Le tableau "Tête de femme" de Picasso, volé en 2012, a été retrouvé par la police grecque et exposé… avant de malencontreusement tomber au sol, le 29 juin à Athènes. PHOTO / GREEK POLICE / AFP / DOCUMENT REMIS
"Grotesque". C'est ainsi qu'Efimerida ton Syntakton (Efsyn) qualifie la relation du gouvernement de Kyriakos Mitsotakis à la culture. Alors que la police grecque retrouvait la semaine dernière deux tableaux volés en 2012 à la Pinacothèque d'Athènes, leur présentation à la presse tournait au ridicule.
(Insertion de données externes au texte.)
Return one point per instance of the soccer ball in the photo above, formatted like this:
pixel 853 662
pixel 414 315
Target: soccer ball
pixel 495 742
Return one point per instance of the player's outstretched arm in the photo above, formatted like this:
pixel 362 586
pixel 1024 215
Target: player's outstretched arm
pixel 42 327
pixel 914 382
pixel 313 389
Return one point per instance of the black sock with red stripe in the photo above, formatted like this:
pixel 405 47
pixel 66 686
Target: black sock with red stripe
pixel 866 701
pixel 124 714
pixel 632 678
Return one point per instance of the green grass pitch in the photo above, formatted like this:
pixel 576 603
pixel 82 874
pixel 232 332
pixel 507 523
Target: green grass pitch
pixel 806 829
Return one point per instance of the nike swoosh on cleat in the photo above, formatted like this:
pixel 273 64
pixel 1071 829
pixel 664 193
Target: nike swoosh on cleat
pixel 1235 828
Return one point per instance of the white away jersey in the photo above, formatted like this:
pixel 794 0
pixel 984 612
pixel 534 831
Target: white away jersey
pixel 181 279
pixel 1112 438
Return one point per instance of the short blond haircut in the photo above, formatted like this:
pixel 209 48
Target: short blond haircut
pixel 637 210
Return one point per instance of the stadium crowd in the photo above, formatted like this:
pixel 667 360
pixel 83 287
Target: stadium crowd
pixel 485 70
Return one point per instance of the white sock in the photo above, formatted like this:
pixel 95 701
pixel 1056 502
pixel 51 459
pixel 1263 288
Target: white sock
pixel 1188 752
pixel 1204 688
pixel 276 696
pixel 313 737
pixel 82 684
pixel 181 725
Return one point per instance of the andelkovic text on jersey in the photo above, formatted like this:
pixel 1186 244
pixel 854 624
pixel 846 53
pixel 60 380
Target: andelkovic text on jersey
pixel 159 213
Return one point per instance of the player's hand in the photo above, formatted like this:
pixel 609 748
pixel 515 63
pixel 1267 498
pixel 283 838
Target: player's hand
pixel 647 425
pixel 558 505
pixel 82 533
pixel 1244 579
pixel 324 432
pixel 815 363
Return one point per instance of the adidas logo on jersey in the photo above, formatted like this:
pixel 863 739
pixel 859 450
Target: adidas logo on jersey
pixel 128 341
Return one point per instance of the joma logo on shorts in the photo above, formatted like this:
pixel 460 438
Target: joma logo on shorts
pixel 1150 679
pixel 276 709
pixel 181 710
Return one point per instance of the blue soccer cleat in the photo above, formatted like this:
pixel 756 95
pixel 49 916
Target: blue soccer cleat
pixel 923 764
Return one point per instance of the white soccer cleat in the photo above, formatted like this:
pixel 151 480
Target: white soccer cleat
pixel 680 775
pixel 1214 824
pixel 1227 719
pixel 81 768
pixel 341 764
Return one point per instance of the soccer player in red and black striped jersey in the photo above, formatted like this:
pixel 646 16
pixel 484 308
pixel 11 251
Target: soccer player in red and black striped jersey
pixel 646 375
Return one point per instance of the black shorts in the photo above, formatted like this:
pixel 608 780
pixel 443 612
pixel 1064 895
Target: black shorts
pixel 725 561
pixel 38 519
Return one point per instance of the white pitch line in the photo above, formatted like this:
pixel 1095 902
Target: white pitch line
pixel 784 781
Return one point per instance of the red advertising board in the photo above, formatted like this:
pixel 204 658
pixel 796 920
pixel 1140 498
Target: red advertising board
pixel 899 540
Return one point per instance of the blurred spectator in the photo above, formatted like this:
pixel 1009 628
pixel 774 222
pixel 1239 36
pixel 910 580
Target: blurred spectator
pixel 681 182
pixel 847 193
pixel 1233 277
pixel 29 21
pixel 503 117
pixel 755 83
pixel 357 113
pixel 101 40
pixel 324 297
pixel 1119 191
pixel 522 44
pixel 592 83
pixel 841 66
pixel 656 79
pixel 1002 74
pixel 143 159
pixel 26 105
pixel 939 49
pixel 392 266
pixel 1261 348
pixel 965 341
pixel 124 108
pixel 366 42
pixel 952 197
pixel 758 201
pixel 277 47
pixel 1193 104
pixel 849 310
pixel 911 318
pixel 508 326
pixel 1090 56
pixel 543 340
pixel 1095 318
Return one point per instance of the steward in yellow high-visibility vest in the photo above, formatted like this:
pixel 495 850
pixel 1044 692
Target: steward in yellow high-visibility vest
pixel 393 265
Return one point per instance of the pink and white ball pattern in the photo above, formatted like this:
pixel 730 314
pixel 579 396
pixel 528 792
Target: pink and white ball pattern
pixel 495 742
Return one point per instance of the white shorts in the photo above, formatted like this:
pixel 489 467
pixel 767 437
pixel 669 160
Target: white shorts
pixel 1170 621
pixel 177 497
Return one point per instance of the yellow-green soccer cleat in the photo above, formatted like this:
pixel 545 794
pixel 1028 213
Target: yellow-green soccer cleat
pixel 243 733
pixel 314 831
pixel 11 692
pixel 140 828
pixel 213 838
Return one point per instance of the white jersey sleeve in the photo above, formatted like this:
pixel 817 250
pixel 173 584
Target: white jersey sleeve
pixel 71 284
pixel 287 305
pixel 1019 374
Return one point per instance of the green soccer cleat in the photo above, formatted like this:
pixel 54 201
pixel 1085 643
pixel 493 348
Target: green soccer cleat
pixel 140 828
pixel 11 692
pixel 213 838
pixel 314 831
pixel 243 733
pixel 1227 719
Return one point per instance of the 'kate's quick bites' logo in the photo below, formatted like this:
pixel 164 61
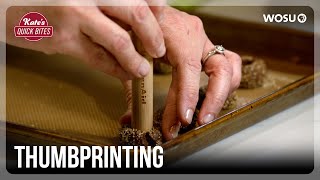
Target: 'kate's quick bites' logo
pixel 33 26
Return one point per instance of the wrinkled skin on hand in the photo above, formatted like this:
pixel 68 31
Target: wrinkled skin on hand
pixel 186 44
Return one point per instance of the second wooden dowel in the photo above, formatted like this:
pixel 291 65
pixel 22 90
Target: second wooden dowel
pixel 142 95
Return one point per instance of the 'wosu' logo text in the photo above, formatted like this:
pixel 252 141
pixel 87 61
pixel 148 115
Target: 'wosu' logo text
pixel 284 18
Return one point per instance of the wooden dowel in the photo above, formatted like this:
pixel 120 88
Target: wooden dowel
pixel 142 94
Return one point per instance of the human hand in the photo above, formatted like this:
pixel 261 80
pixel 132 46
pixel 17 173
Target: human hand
pixel 187 44
pixel 98 34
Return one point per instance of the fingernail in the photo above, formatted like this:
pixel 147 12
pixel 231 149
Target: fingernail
pixel 174 130
pixel 161 50
pixel 208 118
pixel 144 68
pixel 189 115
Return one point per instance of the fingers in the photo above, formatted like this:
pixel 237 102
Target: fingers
pixel 142 21
pixel 170 123
pixel 117 41
pixel 157 7
pixel 188 75
pixel 220 73
pixel 235 61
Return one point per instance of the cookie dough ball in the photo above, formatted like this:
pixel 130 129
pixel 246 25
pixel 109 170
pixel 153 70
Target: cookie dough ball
pixel 161 68
pixel 254 71
pixel 135 137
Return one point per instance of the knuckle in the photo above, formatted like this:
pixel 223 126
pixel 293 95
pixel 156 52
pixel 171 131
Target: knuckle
pixel 237 83
pixel 198 25
pixel 194 66
pixel 96 58
pixel 140 12
pixel 224 69
pixel 121 42
pixel 191 94
pixel 218 100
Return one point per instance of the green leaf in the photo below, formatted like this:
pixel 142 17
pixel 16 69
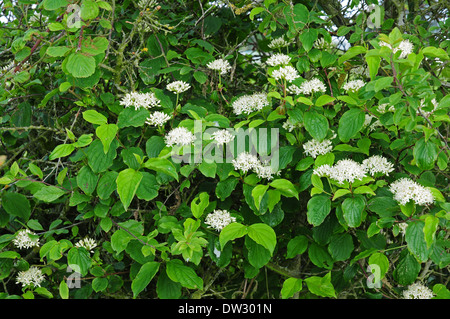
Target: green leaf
pixel 185 275
pixel 87 180
pixel 290 287
pixel 106 133
pixel 162 165
pixel 127 183
pixel 406 271
pixel 79 260
pixel 321 286
pixel 63 290
pixel 415 238
pixel 264 235
pixel 49 194
pixel 316 124
pixel 80 65
pixel 318 208
pixel 351 52
pixel 324 99
pixel 231 232
pixel 17 205
pixel 285 187
pixel 61 150
pixel 57 51
pixel 258 193
pixel 89 10
pixel 131 117
pixel 94 117
pixel 425 154
pixel 341 246
pixel 296 246
pixel 350 123
pixel 143 277
pixel 381 261
pixel 353 209
pixel 430 228
pixel 203 201
pixel 54 4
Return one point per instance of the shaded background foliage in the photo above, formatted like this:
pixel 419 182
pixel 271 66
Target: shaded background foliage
pixel 69 193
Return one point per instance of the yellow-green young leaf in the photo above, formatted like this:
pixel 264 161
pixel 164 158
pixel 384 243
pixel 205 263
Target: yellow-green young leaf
pixel 106 133
pixel 231 232
pixel 290 287
pixel 264 235
pixel 64 290
pixel 431 224
pixel 128 181
pixel 143 277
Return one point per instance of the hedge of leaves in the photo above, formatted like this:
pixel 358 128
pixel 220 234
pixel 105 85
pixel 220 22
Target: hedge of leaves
pixel 95 204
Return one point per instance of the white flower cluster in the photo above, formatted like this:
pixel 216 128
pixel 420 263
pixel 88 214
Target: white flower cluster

La "Tête de femme", offerte par Picasso à la Grèce en 1949 en hommage à la résistance grecque au nazisme, tombait par terre face aux caméras et faisait le tour des médias internationaux.
"Une parodie à la Mr Bean", se lamente le quotidien de gauche, qui revient dans un édito sur l'action gouvernementale dans la culture depuis sa prise de fonction il y a deux ans.
En coulant une dalle de béton tout autour du Parthénon pour faciliter l'accès aux personnes à mobilité réduite, le gouvernement conservateur s'est attiré les foudres d...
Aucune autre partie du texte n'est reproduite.